Applicabilité du code de l'expropriation aux cessions effectuées dans le cadre du droit de délaissement.
Incidence sur les commandements valant saisie antérieurement publiés.

QUESTION : Une société qui a acquis un immeuble par voie d'adjudication sur saisie en 2006, a exercé sur cet immeuble son droit de délaissement au profit de la Ville de Paris sur le fondement des articles L.123-17 et L230-1 à L230-5 du code de l'urbanisme.
A défaut d'accord sur le prix, le maire de Paris a saisi le juge de l'expropriation aux fins de fixer la valeur de l'immeuble.
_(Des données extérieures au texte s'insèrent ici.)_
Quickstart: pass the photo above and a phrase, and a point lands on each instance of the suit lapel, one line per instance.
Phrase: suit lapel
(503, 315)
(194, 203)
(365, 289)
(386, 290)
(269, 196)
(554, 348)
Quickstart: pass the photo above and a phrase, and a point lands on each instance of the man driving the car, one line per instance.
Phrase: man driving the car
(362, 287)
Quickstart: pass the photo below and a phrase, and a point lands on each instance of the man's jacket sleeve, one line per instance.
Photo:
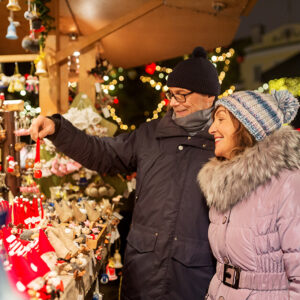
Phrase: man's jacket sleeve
(104, 155)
Par jugement du 15 décembre 2008 devenu définitif pris en application de l'art L230-3 du code précité, le juge de l'expropriation a ordonné le transfert de propriété de l'immeuble et constaté l'accord des parties quant au prix.
Se fondant sur les dispositions du code de l'expropriation pour cause d'utilité publique (art L12-2) et l'instruction publiée au BOI 10 D-1-87 qui en expose les modalités d'application, l'avocat de la Ville de Paris demande au conservateur de constater au fichier immobilier la péremption des inscriptions existant sur l'immeuble cédé et celle d'un commandement de saisie émargé en 2006 du jugement d'adjudication formant le titre de propriété de la société cédante.
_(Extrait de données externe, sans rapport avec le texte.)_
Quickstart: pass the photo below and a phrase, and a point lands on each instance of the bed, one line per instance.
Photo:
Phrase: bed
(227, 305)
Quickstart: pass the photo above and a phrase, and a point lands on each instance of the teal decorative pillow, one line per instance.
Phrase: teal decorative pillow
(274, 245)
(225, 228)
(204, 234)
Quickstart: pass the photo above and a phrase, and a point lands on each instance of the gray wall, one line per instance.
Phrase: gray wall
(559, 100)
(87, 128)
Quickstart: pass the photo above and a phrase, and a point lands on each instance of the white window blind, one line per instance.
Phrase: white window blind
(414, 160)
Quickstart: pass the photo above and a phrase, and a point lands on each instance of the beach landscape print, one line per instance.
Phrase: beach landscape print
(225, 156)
Saisi de cette requête, le conservateur a demandé :
1 - Si les dispositions du code de l'expropriation dont il est fait état trouvent à s'appliquer en matière de délaissement
2 - et dans l'affirmative, si elles concernent aussi le commandement valant saisie

REPONSE :
(1) Concernant l'applicabilité des dispositions de l'art L12-2 du code de l'expropriation à la situation évoquée.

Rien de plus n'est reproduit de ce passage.